Confira abaixo a análise do meteorologista Alexandre Nascimento, um dos especialistas em previsão climática da equipe da Climatempo.
Há semelhanças entre o que observamos no Oceano Atlântico neste início de 2017 com os bloqueios atmosféricos verificados me parte dos verões de 2014 e 2015?

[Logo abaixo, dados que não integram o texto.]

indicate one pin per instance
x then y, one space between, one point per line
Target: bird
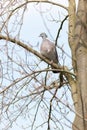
48 49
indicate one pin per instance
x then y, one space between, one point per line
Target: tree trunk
80 41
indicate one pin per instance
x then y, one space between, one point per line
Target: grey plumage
48 49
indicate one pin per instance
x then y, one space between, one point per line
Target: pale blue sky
32 26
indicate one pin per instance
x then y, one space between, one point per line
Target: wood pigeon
48 49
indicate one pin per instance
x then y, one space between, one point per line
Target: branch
19 43
60 29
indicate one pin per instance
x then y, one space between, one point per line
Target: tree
28 87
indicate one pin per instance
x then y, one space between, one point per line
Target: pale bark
80 56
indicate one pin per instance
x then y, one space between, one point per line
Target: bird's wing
48 49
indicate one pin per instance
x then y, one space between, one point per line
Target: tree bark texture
80 54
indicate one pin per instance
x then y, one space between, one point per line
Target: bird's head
43 35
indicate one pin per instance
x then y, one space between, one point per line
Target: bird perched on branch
48 49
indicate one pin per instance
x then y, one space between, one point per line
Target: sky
33 26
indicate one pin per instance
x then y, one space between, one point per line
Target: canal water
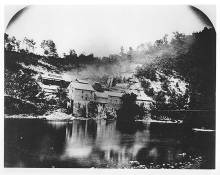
104 144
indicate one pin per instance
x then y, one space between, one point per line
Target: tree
49 48
11 44
30 44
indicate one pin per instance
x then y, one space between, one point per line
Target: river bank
58 115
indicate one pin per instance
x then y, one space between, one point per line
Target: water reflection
89 143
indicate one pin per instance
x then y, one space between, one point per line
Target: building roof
81 81
114 94
141 96
101 94
81 86
48 87
52 77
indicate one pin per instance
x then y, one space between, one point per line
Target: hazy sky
101 30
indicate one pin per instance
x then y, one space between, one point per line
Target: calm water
38 143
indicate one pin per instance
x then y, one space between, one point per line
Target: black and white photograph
110 86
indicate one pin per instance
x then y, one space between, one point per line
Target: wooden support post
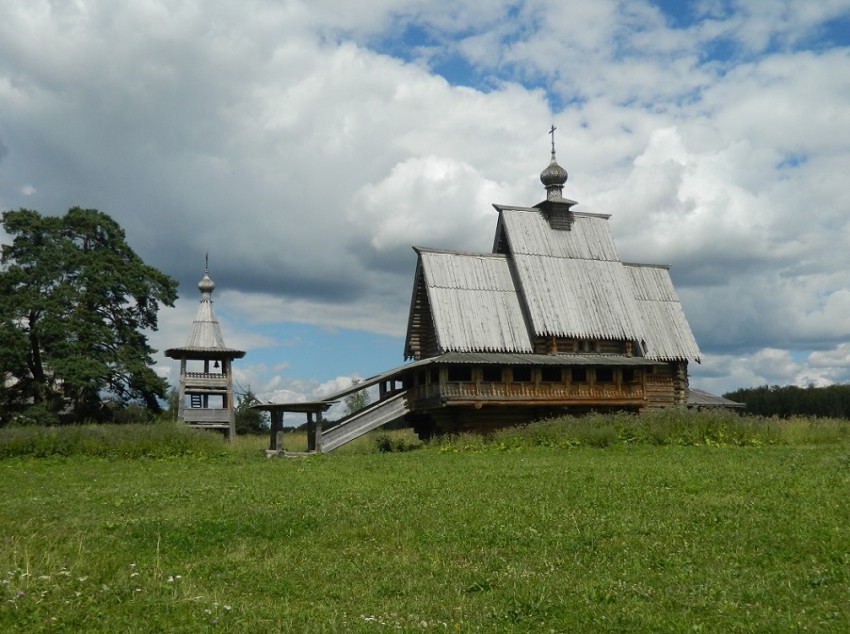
311 432
319 432
276 431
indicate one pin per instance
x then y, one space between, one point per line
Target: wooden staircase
363 421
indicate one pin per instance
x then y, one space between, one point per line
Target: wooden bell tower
206 377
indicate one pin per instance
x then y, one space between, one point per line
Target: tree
76 300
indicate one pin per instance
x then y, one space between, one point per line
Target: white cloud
287 141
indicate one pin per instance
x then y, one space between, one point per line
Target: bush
396 441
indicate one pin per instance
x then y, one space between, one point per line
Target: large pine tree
75 301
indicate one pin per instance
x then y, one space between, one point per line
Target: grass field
458 536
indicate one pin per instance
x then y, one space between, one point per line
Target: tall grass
158 440
668 427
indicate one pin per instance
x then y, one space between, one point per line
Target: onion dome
554 176
206 285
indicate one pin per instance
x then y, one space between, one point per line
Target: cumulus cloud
308 146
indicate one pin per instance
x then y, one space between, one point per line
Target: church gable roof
667 335
572 281
472 301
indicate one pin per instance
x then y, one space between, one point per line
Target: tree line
75 304
824 402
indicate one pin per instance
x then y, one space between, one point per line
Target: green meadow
608 524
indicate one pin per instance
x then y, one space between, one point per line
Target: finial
206 285
554 176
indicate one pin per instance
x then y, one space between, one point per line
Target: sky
306 146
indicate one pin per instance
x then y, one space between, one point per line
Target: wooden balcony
461 393
203 380
206 416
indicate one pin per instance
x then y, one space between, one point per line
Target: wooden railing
205 415
581 392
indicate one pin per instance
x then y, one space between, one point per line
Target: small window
459 373
604 375
551 375
491 374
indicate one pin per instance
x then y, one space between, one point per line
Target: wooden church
550 322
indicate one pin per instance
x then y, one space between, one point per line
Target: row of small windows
525 374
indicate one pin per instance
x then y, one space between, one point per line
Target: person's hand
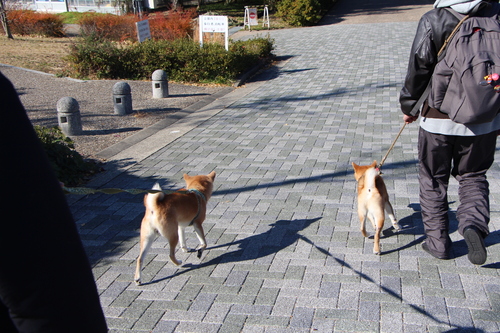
409 119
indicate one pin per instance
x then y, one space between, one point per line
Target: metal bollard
122 98
68 116
160 84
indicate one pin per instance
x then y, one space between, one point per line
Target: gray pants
467 158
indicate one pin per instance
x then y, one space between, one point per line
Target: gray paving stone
285 253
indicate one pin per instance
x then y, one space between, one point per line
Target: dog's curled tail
153 198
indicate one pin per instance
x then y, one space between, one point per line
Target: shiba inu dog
373 200
170 214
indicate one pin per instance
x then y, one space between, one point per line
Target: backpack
466 81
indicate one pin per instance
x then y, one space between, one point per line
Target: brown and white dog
170 214
373 200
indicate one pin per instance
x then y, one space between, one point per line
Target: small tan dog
170 214
372 201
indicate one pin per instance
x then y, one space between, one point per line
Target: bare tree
5 23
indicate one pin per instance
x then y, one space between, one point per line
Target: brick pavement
285 252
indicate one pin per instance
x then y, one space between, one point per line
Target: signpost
143 31
251 17
214 24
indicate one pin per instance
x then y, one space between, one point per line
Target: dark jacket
433 29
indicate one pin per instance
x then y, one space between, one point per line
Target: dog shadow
282 234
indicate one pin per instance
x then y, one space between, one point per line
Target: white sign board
210 23
252 16
143 31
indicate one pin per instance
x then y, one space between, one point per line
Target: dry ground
37 53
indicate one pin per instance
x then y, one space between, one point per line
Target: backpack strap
423 97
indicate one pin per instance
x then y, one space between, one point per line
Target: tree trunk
5 23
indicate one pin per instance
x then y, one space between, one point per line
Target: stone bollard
68 115
160 84
122 98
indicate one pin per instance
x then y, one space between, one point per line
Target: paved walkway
285 252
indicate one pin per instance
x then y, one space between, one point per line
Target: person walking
447 148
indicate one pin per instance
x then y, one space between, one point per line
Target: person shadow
282 234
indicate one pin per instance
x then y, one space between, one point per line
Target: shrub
108 26
184 59
299 12
174 25
169 26
69 166
28 22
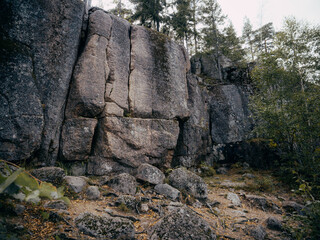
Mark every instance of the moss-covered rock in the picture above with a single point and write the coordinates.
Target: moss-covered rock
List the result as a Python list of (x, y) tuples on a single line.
[(105, 227)]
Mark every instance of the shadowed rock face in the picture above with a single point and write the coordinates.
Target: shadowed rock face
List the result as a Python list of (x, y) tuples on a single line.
[(158, 86), (38, 43)]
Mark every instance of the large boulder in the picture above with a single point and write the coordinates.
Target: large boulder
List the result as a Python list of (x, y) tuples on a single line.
[(77, 137), (157, 84), (123, 183), (229, 114), (168, 191), (133, 141), (194, 139), (53, 175), (105, 227), (38, 49), (75, 184), (181, 224), (150, 174), (118, 60), (188, 181)]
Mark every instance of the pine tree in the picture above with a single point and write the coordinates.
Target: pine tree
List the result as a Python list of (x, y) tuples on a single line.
[(248, 35), (231, 45), (148, 12), (181, 21), (286, 103), (263, 38), (212, 17)]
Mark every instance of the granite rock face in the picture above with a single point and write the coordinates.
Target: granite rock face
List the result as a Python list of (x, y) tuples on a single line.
[(183, 179), (229, 114), (77, 134), (150, 174), (38, 44), (123, 97), (158, 86), (194, 138)]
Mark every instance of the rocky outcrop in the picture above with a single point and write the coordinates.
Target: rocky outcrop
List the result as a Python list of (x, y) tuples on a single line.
[(181, 223), (133, 141), (194, 138), (105, 227), (38, 49), (229, 114), (158, 86), (124, 98), (189, 182)]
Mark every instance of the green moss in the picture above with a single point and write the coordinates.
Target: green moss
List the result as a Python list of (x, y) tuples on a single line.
[(123, 207), (13, 47)]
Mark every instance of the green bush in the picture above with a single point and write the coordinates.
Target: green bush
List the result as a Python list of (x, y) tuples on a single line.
[(19, 184)]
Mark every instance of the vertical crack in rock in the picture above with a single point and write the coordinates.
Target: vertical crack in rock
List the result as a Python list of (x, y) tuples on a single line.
[(130, 71)]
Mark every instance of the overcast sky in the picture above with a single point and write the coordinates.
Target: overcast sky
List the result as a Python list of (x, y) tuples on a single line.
[(260, 11)]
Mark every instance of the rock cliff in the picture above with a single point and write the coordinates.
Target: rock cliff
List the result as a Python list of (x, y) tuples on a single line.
[(115, 98)]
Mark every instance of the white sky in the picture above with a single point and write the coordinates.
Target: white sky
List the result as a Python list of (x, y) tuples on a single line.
[(260, 11)]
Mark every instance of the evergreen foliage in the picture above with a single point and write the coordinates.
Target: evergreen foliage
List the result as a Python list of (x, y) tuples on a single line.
[(148, 12), (286, 104)]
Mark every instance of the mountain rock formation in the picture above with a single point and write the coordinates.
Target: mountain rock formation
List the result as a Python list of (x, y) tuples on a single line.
[(88, 87)]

Alexandre Nascimento afirma que não. As situações são muito diferentes. "Nos anos de 2014 e 2015 tínhamos um bloqueio oceânico bem formado, tanto no Atlântico quanto no Pacífico. As poucas frentes frias que conseguiam atravessar o Pacífico e chegar ao Atlântico Sul ficavam bloqueadas na grande faixa de água quente que existia em ambos os anos. Neste ano vemos que não há nenhum bloqueio oceânico."
Bloqueio oceânico
Nos mapas abaixo vemos a anomalia da temperatura da água do mar (TSM) em janeiro de 2014, em janeiro de 2015 e em dezembro de 2016, que representa a situação atual. Os tons de vermelho representam a anomalia positiva, quando a TSM está acima da média. Os tons de azul representam a anomalia negativa, quando a TSM está abaixo do normal.
A situação de bloqueio é representada pela extensa faixa em tons de vermelho e alaranjado sobre o Atlântico Sul, entre a costa do Uruguai e do Rio de Janeiro estendendo-se até a costa oeste da África.
Alexandre Nascimento explica como o sistema de pressão ASAS (Alta Subtropical do Atlântico Sul) atua na situação de bloqueio atmosférico.
"Nestas duas situações, de janeiro de 2014 e janeiro de 2015, a ASAS entrou no interior do Brasil durante o verão e influenciou as condições do tempo durante muitas semanas. Em 2014 foram 10 semanas e em 2015 foi mais de um mês".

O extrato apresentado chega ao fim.